Fey Crossings and Realms

“People think of the First World as one big forest full of satyrs and nymphs, drunken pixies and irritable dryads, but that’s missing the point. The First World was the rough draft for creation, and thus anything we have here, they have there – except more so, because their world isn’t bound by our laws. Trees grow thousands of feet tall. Islands float in the sky, or rest on the backs of ponderous sea beasts. Rivers flow uphill or feed back into themselves. And the creatures… Fools always assume that truly bizarre creatures must have been crafted by some mad wizard, or perhaps an unknown and ancient god. Yet the truth of the First World – and our own – is that nature is stranger and more prolific in its adaptations then we can ever hope to be. No matter what nature designs, it will inevitably come up with something else to replace it – and something to devour it.”

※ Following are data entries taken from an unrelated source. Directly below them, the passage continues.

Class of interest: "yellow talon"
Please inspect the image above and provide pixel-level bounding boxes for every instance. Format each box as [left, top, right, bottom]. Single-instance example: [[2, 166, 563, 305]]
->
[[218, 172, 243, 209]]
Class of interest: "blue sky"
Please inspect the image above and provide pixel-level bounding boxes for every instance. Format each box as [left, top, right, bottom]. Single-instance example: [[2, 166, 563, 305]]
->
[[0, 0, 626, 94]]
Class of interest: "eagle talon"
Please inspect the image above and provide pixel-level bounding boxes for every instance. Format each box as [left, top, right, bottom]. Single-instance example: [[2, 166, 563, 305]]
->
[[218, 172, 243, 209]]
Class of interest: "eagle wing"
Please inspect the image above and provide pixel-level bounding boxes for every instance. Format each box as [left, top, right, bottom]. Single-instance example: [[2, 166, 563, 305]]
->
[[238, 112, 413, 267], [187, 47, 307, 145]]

Fey Crossings are places of mystery and beauty on the Material Plane that have near-perfect mirror locations in the Feywild, creating a portal where the two realms touch. A traveller passes through a fey crossing by entering a clearing, wading into a pool, stepping into a circle of mushrooms, or even simply passing under a fallen tree. To the traveller, it seems as though they simply walked into the Feywild with a step. To an observer, the traveller is here one moment and gone the next.

Like other portals between the planes, most fey crossings open infrequently. A crossing might open only during a full moon, or on the dawn of a particular day, or for someone bearing a special item. A fey crossing can be closed permanently if the land on either side is drastically altered – for example, a castle is built on the site in the Material Plane.

Time Warp : While time seems to pass normally in the Feywild, characters that spend at least one full day in the realm will discover that time has passed differently for those in the Material Plane. Some powerful fey have the ability to mitigate this effect, but rarely do so without first engaging the person in a fey bargain for the boon.

Settlements and outposts are always being founded or abandoned by the people of the First World, While many locations are subsumed by the First World soon after they have been abandoned, some remain connected to objects or individuals, and remain centuries before being absorbed back into the plane. Inhabited settlements and fortresses of the realm are known to shift their locations from time to time; a thousand miles away for centuries, and suddenly just across the river from another lord’s realm; the ability to shift their realms lies with the lords and ladies of the courts with respect to their own realms.